DAVIS: Well, Asma, I hate to break it to you, but I think we're going to be talking about these negotiations probably throughout the end of 2021. But Majority Leader Chuck Schumer has set up at least an important test vote for next week. And he's trying to move the ball forward in the Senate. He's set up a test vote for next Wednesday to try to get the Senate to move forward on the bipartisan infrastructure bill. He has also said at the same time, he wants at least internal agreement among Democrats, that all 50 of them are on board for the budget resolution, to advance that through the Senate. So we're going to have a sense next week of how this is going to go. Is it going to be more confrontation or is the Senate going to be able to advance this stuff on this rather tight timeline?
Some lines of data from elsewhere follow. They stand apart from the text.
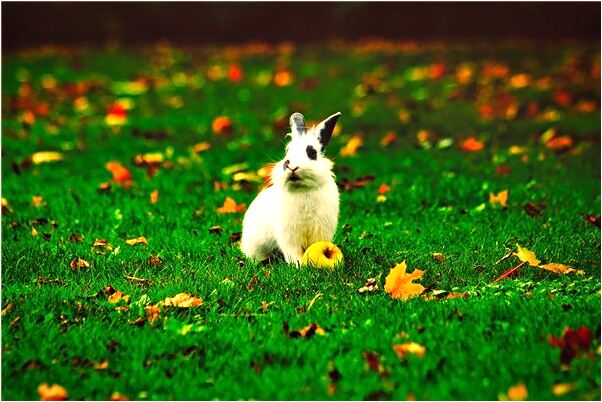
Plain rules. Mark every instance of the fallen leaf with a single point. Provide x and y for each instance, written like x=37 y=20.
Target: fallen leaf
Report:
x=383 y=189
x=230 y=207
x=54 y=392
x=137 y=240
x=46 y=157
x=515 y=393
x=573 y=343
x=79 y=264
x=471 y=144
x=121 y=175
x=154 y=196
x=499 y=199
x=561 y=269
x=403 y=349
x=527 y=256
x=183 y=300
x=102 y=365
x=352 y=146
x=118 y=296
x=116 y=396
x=305 y=332
x=201 y=146
x=399 y=285
x=563 y=388
x=221 y=125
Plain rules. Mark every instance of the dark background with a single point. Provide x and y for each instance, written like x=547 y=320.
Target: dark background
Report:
x=30 y=24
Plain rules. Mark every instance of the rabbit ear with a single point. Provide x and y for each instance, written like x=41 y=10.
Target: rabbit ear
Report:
x=324 y=130
x=298 y=124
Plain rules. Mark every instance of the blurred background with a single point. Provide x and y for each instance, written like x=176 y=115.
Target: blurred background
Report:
x=31 y=23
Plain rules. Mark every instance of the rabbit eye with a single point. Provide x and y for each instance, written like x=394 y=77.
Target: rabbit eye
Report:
x=311 y=153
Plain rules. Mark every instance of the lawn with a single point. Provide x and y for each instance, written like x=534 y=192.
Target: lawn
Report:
x=442 y=128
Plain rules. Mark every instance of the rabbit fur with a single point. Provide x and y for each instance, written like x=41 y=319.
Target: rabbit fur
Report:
x=301 y=206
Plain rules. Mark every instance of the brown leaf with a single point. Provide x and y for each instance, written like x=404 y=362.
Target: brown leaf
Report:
x=403 y=349
x=154 y=196
x=399 y=284
x=54 y=392
x=230 y=207
x=79 y=263
x=137 y=240
x=500 y=199
x=183 y=300
x=121 y=175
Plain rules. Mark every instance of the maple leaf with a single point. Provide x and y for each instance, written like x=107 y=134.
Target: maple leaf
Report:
x=154 y=196
x=515 y=393
x=573 y=343
x=137 y=240
x=501 y=198
x=399 y=284
x=563 y=388
x=352 y=146
x=527 y=256
x=403 y=349
x=120 y=173
x=79 y=264
x=230 y=207
x=54 y=392
x=471 y=144
x=221 y=125
x=183 y=300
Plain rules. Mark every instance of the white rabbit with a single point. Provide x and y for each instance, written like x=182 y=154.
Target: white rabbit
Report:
x=301 y=206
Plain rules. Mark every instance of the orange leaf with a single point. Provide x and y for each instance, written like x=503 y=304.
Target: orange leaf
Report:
x=352 y=146
x=471 y=144
x=230 y=207
x=54 y=392
x=183 y=300
x=399 y=284
x=120 y=174
x=403 y=349
x=501 y=198
x=137 y=240
x=383 y=189
x=154 y=196
x=222 y=125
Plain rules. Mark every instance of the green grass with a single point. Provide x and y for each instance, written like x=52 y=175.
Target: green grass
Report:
x=62 y=324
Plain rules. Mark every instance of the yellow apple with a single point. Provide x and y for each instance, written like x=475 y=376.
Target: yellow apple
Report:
x=323 y=254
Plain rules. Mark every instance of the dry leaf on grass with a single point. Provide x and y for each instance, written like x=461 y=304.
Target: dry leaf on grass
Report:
x=53 y=392
x=183 y=300
x=403 y=349
x=230 y=207
x=399 y=283
x=137 y=240
x=515 y=393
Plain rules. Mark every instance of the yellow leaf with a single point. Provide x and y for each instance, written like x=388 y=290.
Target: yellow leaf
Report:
x=137 y=240
x=563 y=388
x=399 y=284
x=561 y=269
x=352 y=146
x=45 y=157
x=527 y=256
x=515 y=393
x=402 y=349
x=53 y=392
x=230 y=207
x=501 y=198
x=184 y=300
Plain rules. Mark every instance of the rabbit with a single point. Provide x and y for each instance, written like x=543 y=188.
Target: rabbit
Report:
x=301 y=205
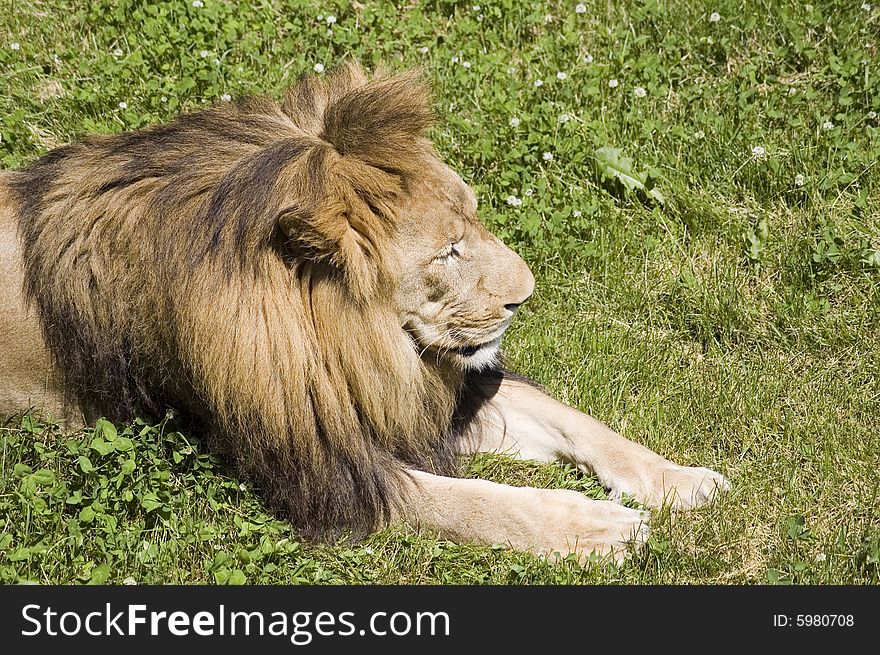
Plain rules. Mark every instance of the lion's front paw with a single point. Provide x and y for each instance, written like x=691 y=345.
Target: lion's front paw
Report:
x=595 y=527
x=681 y=487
Schumer wants the Senate to act or at least advance the ball on both of them before they adjourn for the August recess.

KEITH: And just an indication that this is not a done deal on the Democratic side, President Biden was up at the Capitol yesterday for the Senate Democratic lunch. Now, of course, I'm sure he loves having lunch with his old colleagues from the Senate, but the reality is that he was there to lobby for this legislation and to sort of be there trying to rally Democrats around it, including progressives who wish it was more and moderate and more conservative Democrats who were maybe a little scared by the topline number. So, you know, if the votes were there, as the press secretary said yesterday, they'd vote on it, and it would be done. But it's not done.

KHALID: All right. Well, let's leave it there for today. As Sue suggested, this will certainly not be the last time we talk about this. I'm Asma Khalid. I cover the White House.

KEITH: I'm Tamara Keith. I also cover the White House.

DAVIS: And I'm Susan Davis. I cover Congress.

KHALID: And thank you all, as always, for listening to the NPR POLITICS PODCAST.